4. The family can be left out of the decision-making. All the Leadbeater Bill said about talking with family is that if the doctor thinks it appropriate, they should advise the patient to ‘consider’ discussing the request with their next of kin. That’s a shockingly low bar for family involvement given the gravity of the decision. It is the product of our culture’s obsession with autonomy. But no man is an island. All our decisions have an impact on our nearest and dearest. For example, Noelia Castillo, a 25-year-old Spanish woman, died by euthanasia in 2026. Nobody within her family agreed with her decision and a former friend was stopped by police from trying to dissuade her from going ahead. Here in the UK a woman grieving her son sought assisted suicide in Switzerland. She died without her family being consulted or even informed.
This kind of legislation does not do justice to the role of the family. While courts might be involved, it is slanted one way. If the High Court says no to your request for assisted suicide, you can appeal. But if the High Court approves, there is no appeal process open to family members who are concerned about abuse. How is this right?

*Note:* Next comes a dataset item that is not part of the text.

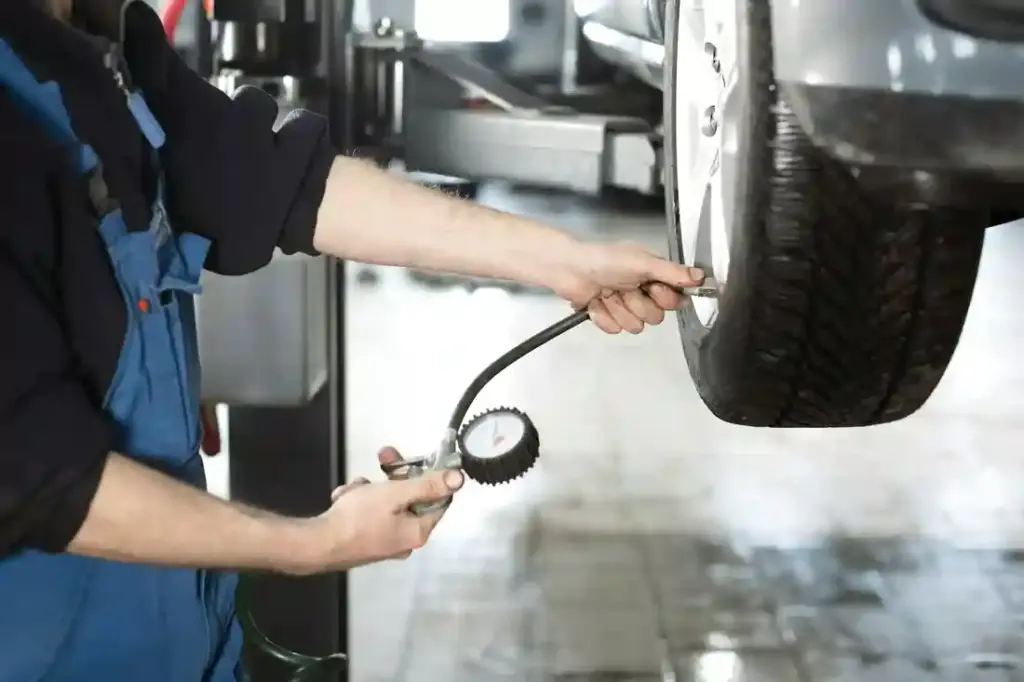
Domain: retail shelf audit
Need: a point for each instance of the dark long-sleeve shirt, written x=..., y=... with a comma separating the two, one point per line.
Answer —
x=231, y=177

5. It is doctors who are expected to spot the signs of coercion, despite not being formally trained to do so. Coercion is notoriously difficult to identify, and can take many forms. It is rare that it is as simple as someone trying to outright convince another person to take a course of action. Generally it is much more subtle, and in this case, there will not be a witness around to ask about it afterwards. The MP Diane Abbott spoke in the Commons about how “Coercion in the family context can be about not what you say but what you do not say—the long, meaningful pause.” There is also a strong chance that some will fall prey to an unspoken ‘societal coercion’, where they feel they do not want to be a burden, on their friends and family, or even upon the NHS.
6. Much assisted suicide legislation does not make provision for palliative care. As a number of people have pointed out, choosing between the prospect of an assisted suicide and non-existent or sub-standard palliative care (in much of the country) is no choice at all. We need to properly invest in and support the provision of palliative care, so that people are not faced with a postcode lottery. The genius of this approach is that it provides holistic care for the patient, and in the vast majority of cases, it makes a good, dignified death possible.
In discussions and debates about assisted suicide, there have been attempts to fix some problems during the legislative process. Certainly the work of the House of Commons, and especially the House of Lords, is to highlight issues with Bills and propose ways to address them. However, assisted suicide legislation ends up being unworkable.
The one thousand amendments added to the Leadbeater Bill in the House of Lords show how flawed such proposals can be. It has the potential to cause chaos in our healthcare, in our justice system, and to create pressure on some of the frailest in our society. Whatever the talk about ‘strongest safeguards’ for this kind of legislation, the truth is that assisted suicide cannot be made safe.